Il “Bilancio Sociale” Rai, novella edizione, si caratterizza per una impostazione formale per alcuni aspetti ineccepibile, ma quel che riteniamo sfugga è la… vera sostanza.

Il concetto teorico di “sostenibilità materiali”

Ci sono certamente le categorie canoniche, tra tematiche di sostenibilità materiali, e vengono rispettati gli standard internazionali. Il “concetto di materialità secondo i Gri Standards va così interpretato: “Nella rendicontazione finanziaria la “materialità” è solitamente intesa come una soglia per influenzare le decisioni economiche di chi utilizza il bilancio di un’organizzazione, in particolare gli investitori. Un concetto analogo è, altresì, importante nel reporting di sostenibilità, dove però è correlato a due dimensioni, ossia, ad una più vasta gamma di impatti e agli Stakeholder. Nel reporting di sostenibilità la “materialità” è il principio che determina quali temi rilevanti sono sufficientemente importanti da renderne essenziale la rendicontazione. Non tutti i temi materiali hanno pari importanza e l’enfasi posta all’interno di un report dovrà rifletterne la relativa priorità”.

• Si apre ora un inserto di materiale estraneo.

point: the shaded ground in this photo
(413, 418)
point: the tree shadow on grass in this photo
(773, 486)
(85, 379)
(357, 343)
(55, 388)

Le tematiche “materiali” identificate sono:

  • “Tematiche sociali”:

Sicurezza dei dati e cybersecurity; Brand reputation; Interazione con gli utenti; Copertura territoriale; Accessibilità, distribuzione dei contenuti e digitalizzazione; Arricchimento storico-culturale e funzione sociale; Impatto economico indiretto

  • “Tematiche attinenti al personale”:

Salute e sicurezza dei lavoratori; Sviluppo, valorizzazione e tutela del capitale umano

  • “Tematiche ambientali”:

Consumo responsabile, emissioni ed elettromagnetismo

  • “Anticorruzione”:

Compliance normativa di settore; Lotta alla corruzione

  • “Diritti umani”:

Diritti umani e diritti dei lavoratori.

Questo set di indicatori è stato sottoposto a giudizio, con tecniche varie, per la valutazione delle tematiche rilevanti dal punto di vista del Gruppo Rai, integrando quanto scaturito nel 2018 dal Top Management, con il risultato dalla rilevazione online che ha coinvolto i Consiglieri di Amministrazione (ad ognuno dei Consiglieri è stato richiesto di esprimere il proprio giudizio circa l’importanza delle 13 tematiche materiali). Su un totale di 12.850 dipendenti, 9.231 hanno aderito al corso di formazione sulla sostenibilità e risposto al questionario. Per quanto riguarda gli utenti, è stata realizzata una indagine conoscitiva Gfk su 1.214 individui di età dai 14 anni in su, con specifico focus sulle nuove generazioni; è stato somministrato un questionario a 92 utenti pubblicitari…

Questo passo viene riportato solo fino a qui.